かぐやが待ち望んだその決着の瞬間が迫ってきていた。

競射。

的の大きさが変わる。

数値の三分の二は、半分以下に見える。

僅か一分ほどで結果が出て行く。

精神力を削りながら立ち上がってきた両校に、さらなる精神力を要求する。


だが、もはや別次元で弓を楽しんでいる杏子。

そして、別格なのがもう一人。幼いころからの訓練、そして備えられた素質、並外れた闘争心、全てを弓に捧げてきた篠宮かぐや。


「静かに流れる水の如く穏やかな杏子、闘士剥き出しに燃え盛る火焔のかぐや」。


この二人が、それぞれが信頼するチームメイトと共に、雌雄を決する。

本的では決まらなかった勝負、いまその終着点へと挑む。


審判の声が落ちる。

「競射を行います。」


一巡目。

栞代、妃那、それぞれが杏子、かぐやにずっと寄り添い支えてきた。

栞代が弦に触れる。

心臓が跳ねる音が、自分の耳にだけやたら大きい。

だが、わずかに弓手が震えた。

放たれた矢は、静かに外れる。

――「あっ……」栞代の喉の奥に響く息。


妃那は視界をかぐやで満たし、背筋を固める。

弦を引き切り、矢を離す。

妃那は唇を噛み、震える膝を叱った。


そして、紬、舞鈴。
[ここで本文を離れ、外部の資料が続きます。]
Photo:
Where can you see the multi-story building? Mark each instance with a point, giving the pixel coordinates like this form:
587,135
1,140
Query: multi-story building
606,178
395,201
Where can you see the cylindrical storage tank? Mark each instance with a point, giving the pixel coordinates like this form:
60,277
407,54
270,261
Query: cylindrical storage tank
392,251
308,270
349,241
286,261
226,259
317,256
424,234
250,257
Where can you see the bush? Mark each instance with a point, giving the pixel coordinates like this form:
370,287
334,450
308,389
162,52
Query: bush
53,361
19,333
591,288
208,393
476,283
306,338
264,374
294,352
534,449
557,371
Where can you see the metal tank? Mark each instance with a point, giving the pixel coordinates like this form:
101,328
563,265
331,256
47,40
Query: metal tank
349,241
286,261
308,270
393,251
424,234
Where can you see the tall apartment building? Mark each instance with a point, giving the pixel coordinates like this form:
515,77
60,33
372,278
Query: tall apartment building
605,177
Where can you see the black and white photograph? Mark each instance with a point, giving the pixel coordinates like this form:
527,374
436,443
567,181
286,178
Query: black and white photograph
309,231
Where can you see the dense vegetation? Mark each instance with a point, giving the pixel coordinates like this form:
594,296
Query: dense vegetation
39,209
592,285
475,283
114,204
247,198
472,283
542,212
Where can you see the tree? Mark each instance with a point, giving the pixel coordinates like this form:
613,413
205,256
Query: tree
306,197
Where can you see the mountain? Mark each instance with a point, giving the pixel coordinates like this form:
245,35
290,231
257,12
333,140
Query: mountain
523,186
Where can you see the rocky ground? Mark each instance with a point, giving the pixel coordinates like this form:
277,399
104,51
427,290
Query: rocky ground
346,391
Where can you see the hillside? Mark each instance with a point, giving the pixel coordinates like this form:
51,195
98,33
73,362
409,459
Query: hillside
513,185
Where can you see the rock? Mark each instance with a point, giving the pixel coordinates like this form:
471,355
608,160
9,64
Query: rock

芯の強さと冷静さで、チームの輪を崩さず、誰よりも確かな場所からチームを、杏子を、かぐやを支えてきた存在。

紬は無表情のまま、呼吸を一つ。

今この時、この瞬間だけ。

弦が鳴る。

音だけが残り、紬の目は動かない。


桐島舞鈴は眉をひそめ、息を整える。

弦を引くが、わずかな乱れが指先を抜けた。

舞鈴の胸がひやりと冷える。


疲労のピークを超えた4人は、続けて外した。


穏やかな風を纏う杏子。

荒れ狂う嵐のかぐや。


杏子はゆっくり弦を引き、宇宙を漂うような視線で的を見ていた。

(おばあちゃん、見てる?)

その気持ちすら、弦音を澄ませるだけ。

完璧。空気すら動かない。


篠宮かぐやは闘気をむき出しにし、炎のような視線で的を射貫く。

(杏子……見てろ……!)

弦を引く腕が燃える。

矢が刺さった瞬間、射場がわずかに震えた。


一巡目終了 1-1。


二巡目


栞代の弓手が汗をかいている。

迷いの中、自分を責める。

深呼吸、だが頭に雑念がよぎる。

放った矢は、またしても外れる。

胸の奥がつぶれるように痛む。


真壁妃那は、心を必死に引き戻した。

(揺れるな)

弦を引く。

音が芯を貫く。


紬の瞳に変わらぬ光が宿る。

今この時、この瞬間だけ。

放たれた矢が、確かに的を打つ。



桐島舞鈴。

彼女の矢に、重圧がのしかかる。

的に届けば、確実に勝利を掴める。

その重圧が指先を微かに硬直した。

その瞬間、観客席の息を飲む音が耳に届く。

一瞬歪む。


迎風のように落ち着く杏子、吹き荒れる疾風のかぐや

杏子はやはり、悠々と弦を引く。

その世界には、相手も、緊張も、勝敗も、時間も空間も無い。


かぐやは額に汗を光らせながらも笑っていた。

(これだ……この戦いだ……!)

矢が刺さるたび、彼女の瞳が燃え立つ。


二順目終了 2-2。(合計3-3)


三巡目


栞代は目を閉じた。

杏子と過ごした日々が、脳裏を駆け抜ける。

(あの時間を信じるだけでいい……!)

放った矢は、力強く的を貫く。


真壁妃那は限界を超えた心で的に向う。

かぐやのために、もう一度。

弦を引くが――腕が震えた。

音が空気を裂き、妃那の肩が小さく揺れた。


紬の矢に、勝負の重さがのしかかる。

決まれば。勝てる。あの紬が揺れる。

放たれた瞬間、わずかな狂いが弦を抜けた。

その音に、射場が凍りつく。


桐島舞鈴は、泣きたい気持ちを押し殺し、最後の矢を番えた。

一瞬前は勝利が掛かった。

この瞬間、外せば敗退。

信じて弓を引く。その音は、鳴弦館に残された希望の音だった。


杏子は最後まで変わらない。

静謐に凛とした姿を見せる。一切動じない。

勝負とは別次元の空間に存在するかのように、全く乱れず的中。

どこか遠い、星空の下で弓を引いているかのような穏やかさ。

その一射は、静寂の中に凛と響いた。

見るもの全ての心を掴んでいた。


そして、篠宮かぐや。

矢を番え、呼吸を整え、闘気を燃やす。

猛り狂う気迫を弓に表現するかぐや。

杏子と並び、すでに的中することを前提に全てが進んでいる。

だが、一瞬その表情が緩む。

その矛盾に、わずかに矢が逸れる。


かぐやの目が、わずかに見開かれた。

なにかがあった。

舞鈴は確信する。

妃那は視界の中に、かぐやの弱点を認めた。


2-1。(合計5-4)


「……勝者、光田高校!」


射場に歓声が轟く。

抑えられた拍手が会場を支配する。

栞代は肩を震わせ、紬は静かに目を閉じ、杏子は見えない星を見上げていた。


光田高校は、栞代は、紬は、杏子は、厳しい試練の扉を静かに押し開けた。